Photo by Nate Gowdy
by MK Scott
Whenever the opportunity arises of interviewing an Icon in person, I always jump at the chance. When, upon hearing, the former Houston Mayor and current Victory Fund President, Annise Parker, was going to be in town for a reception last Thursday [July 18], I couldn’t pass it up. I arrived about fifteen minutes early, and met Ms. Parker when she arrived, we took at seat and it was awkward at first, but towards the middle, I noticed the passion coming from Parker.
MK Scott: Welcome to Seattle.
Annise Parker: Thank you.
MK: You are now the President/CEO of the Victory Fund. And I know Chuck Wolfe was the executive director for a very long time. Is there anything that he said, anything, any like words of encouragement?
Annise: Yeah, and Victory existed long before Chuck. And, hopefully, will exist long after I’m no longer leading it. But, and so, when I came in – it’s been several years since Chuck had been actively involved – but the work hasn’t really changed. It’s about our target audience. It is the candidates, because they have to believe that Victory has something of value to offer them. And it’s the donors who understand that when we vet candidates and provide information on candidates that those candidates are worthy of an investment. Now, what is really growing rapidly is the work that we do on the Institute side, not the Victory Fund side, but the Victory Institute side.

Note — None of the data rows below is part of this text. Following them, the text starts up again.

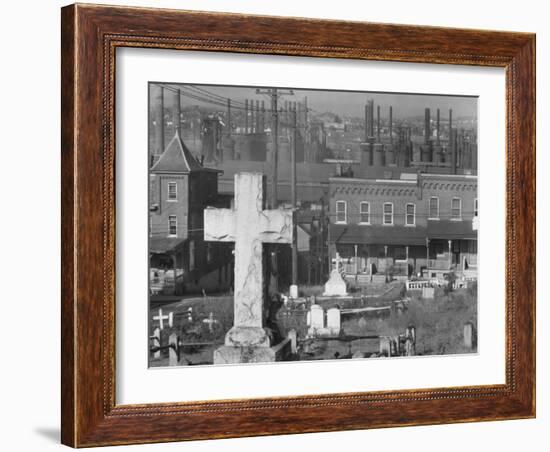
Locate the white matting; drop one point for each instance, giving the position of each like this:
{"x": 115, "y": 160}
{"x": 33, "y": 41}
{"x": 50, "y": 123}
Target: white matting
{"x": 138, "y": 384}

That’s our (c)(3). And that’s where we do our candidate campaign trainings, where we do the annual conference. Because it’s the only gathering, worldwide gathering, of LGBT elected official each year, and we have a number of other programs as well. And so it is about continuing to do what we were originally formed for, and we’re the only organization in our space. We’re the only national organization who focuses only on LGBTQ candidates. We don’t do allies. And we don’t do policy. Every other national organization is focused first on policy. We believe that if we put the right people in the right place the policy will take care of itself. And that a qualified LGBTQ candidate will be able to advocate for their constituents, but also for the broader community. And it’s not up to us to tell them what the issues are, they already know what the issues are.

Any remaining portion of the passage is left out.